[core] CPD: `--skip-duplicate-files` has no effect (7.0.0 regression)
C-Otto opened this issue · comments
Affects PMD Version:
7.0.0
Description:
CPD reports duplication for identical files even though --skip-duplicate-files
is enabled.
This also happens via Gradle (CPDConfiguration.setSkipDuplicates(true)
).
Code Sample demonstrating the issue:
/*
* Copyright 2019 Andreas Schmid
*
* Licensed under the Apache License, Version 2.0 (the "License");
* you may not use this file except in compliance with the License.
* You may obtain a copy of the License at
*
* http://www.apache.org/licenses/LICENSE-2.0
*
* Unless required by applicable law or agreed to in writing, software
* distributed under the License is distributed on an "AS IS" BASIS,
* WITHOUT WARRANTIES OR CONDITIONS OF ANY KIND, either express or implied.

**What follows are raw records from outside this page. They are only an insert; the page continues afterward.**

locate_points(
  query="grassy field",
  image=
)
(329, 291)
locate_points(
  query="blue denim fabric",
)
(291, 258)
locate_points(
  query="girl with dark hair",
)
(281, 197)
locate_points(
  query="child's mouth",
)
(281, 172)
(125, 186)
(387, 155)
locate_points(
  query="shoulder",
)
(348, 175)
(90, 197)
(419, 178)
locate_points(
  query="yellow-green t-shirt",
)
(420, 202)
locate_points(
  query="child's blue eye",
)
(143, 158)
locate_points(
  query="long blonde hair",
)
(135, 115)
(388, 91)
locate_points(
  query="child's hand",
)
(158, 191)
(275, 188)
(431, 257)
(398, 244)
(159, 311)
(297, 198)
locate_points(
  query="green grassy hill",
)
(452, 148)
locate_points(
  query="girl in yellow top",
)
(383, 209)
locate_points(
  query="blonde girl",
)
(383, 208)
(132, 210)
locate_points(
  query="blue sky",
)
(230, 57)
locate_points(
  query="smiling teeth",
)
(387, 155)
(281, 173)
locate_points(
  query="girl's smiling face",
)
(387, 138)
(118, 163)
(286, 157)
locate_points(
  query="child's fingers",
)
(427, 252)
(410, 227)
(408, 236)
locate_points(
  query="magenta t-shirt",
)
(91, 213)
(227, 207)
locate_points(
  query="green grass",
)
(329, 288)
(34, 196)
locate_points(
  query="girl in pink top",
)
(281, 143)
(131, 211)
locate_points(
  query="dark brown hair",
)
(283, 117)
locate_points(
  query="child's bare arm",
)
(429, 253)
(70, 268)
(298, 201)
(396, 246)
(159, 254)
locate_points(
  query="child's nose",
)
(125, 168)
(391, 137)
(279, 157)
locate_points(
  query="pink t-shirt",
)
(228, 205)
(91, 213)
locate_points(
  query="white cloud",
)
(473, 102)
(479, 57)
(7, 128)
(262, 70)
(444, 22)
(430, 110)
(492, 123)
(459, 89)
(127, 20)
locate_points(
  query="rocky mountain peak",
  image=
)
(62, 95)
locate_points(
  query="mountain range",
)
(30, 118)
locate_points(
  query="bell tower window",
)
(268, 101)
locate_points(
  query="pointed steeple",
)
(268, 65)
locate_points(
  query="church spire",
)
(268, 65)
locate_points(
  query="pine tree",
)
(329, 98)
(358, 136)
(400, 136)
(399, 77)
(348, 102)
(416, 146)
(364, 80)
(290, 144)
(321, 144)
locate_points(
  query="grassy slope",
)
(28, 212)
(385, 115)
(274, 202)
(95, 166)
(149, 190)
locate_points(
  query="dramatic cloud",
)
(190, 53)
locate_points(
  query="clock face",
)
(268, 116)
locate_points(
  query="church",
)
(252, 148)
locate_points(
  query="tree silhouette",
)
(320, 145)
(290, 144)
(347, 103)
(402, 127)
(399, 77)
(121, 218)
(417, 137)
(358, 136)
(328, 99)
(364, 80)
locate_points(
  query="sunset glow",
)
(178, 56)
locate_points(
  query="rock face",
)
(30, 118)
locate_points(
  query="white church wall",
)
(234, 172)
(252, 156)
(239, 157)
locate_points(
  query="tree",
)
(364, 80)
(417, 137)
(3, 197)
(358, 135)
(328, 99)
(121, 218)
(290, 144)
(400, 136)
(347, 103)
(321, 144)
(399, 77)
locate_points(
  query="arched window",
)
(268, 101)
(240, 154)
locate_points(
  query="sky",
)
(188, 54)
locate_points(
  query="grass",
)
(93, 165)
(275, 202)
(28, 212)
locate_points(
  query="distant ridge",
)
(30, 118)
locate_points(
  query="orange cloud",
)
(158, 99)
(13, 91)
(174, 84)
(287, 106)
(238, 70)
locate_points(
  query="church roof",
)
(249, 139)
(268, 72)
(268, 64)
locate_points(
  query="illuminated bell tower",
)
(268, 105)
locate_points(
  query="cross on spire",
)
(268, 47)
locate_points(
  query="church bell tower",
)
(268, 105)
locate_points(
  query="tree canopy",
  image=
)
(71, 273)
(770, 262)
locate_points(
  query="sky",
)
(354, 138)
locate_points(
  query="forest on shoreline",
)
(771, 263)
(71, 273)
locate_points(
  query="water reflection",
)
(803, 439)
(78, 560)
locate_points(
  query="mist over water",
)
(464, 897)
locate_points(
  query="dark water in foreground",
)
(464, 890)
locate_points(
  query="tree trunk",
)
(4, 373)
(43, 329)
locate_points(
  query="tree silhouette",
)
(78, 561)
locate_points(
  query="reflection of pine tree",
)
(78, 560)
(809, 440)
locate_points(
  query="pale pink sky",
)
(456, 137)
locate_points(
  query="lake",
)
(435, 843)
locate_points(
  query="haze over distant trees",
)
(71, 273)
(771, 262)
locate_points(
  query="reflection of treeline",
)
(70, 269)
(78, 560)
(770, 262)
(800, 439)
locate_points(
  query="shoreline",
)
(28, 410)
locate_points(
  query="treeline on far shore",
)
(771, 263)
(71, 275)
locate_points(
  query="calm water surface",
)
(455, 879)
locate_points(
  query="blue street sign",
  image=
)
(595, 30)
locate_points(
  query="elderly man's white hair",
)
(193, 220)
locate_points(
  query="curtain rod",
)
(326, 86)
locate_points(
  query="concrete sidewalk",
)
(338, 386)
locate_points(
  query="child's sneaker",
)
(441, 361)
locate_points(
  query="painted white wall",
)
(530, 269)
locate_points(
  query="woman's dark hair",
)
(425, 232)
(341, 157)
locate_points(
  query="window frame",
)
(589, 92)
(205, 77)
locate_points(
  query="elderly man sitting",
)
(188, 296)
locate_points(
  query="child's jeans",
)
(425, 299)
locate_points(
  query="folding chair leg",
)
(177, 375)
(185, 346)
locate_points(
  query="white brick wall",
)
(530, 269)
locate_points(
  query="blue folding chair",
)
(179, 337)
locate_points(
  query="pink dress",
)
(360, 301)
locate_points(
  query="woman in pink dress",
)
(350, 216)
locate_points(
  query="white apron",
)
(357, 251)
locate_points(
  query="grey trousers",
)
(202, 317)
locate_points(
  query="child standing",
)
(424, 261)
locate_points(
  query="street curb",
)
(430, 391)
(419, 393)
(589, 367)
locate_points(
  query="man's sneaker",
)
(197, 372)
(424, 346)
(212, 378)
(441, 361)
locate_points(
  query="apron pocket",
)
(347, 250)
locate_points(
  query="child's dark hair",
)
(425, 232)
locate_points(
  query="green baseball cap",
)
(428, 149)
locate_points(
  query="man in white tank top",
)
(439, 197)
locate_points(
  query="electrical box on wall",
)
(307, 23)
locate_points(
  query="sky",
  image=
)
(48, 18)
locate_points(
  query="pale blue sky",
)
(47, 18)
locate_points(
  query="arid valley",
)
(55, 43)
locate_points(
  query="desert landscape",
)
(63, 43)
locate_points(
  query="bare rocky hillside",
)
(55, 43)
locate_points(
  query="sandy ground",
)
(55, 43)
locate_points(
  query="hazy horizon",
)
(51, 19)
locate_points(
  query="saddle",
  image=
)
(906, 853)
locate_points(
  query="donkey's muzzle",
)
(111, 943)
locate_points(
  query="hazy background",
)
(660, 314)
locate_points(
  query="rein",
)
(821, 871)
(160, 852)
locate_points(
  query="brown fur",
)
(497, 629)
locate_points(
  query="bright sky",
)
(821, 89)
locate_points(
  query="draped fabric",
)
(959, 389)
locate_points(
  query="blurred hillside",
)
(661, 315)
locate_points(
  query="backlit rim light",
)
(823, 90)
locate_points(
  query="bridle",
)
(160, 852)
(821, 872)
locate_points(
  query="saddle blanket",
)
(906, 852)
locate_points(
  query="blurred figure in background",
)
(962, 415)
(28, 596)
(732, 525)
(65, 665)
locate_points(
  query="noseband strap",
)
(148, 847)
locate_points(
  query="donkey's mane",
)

* See the License for the specific language governing permissions and
* limitations under the License.
*/
package de.aaschmid.test;
import static org.junit.Assert.assertTrue;
public class Test {
public testCpd() {
assertTrue(true);
}
}
Steps to reproduce:
$ cat a/Test.java
(as above)
$ cat b/Test.java
(as above)
$ diff a/Test.java b/Test.java
(no output => no difference)
$ pmd-bin-7.0.0/bin/pmd cpd --skip-duplicate-files --minimum-tokens=10 a/ b/
Found a 6 line (15 tokens) duplication in the following files:
Starting at line 20 of /tmp/pmd/a/Test.java
Starting at line 20 of /tmp/pmd/b/Test.java
public class Test {
public testCpd() {
assertTrue(true);
}
}
This is not an issue with 6.55.0:
$ ./pmd-bin-6.55.0/bin/run.sh cpd --minimum-tokens 10 --skip-duplicate-files --dir a/ --dir b/
Skipping /tmp/pmd/b/Test.java since it appears to be a duplicate file and --skip-duplicate-files is set
Running PMD through:
CLI, Gradle
I can confirm, that this is broken now. The flag is set on CPDConfiguration
but never used.
In PMD 6, the implementation is here:
pmd/pmd-compat6/src/main/java/net/sourceforge/pmd/cpd/CPD.java
Lines 57 to 66 in d4b99bb
Note, that PMD was actually only comparing the simple file name and the file size, but not the content of the files.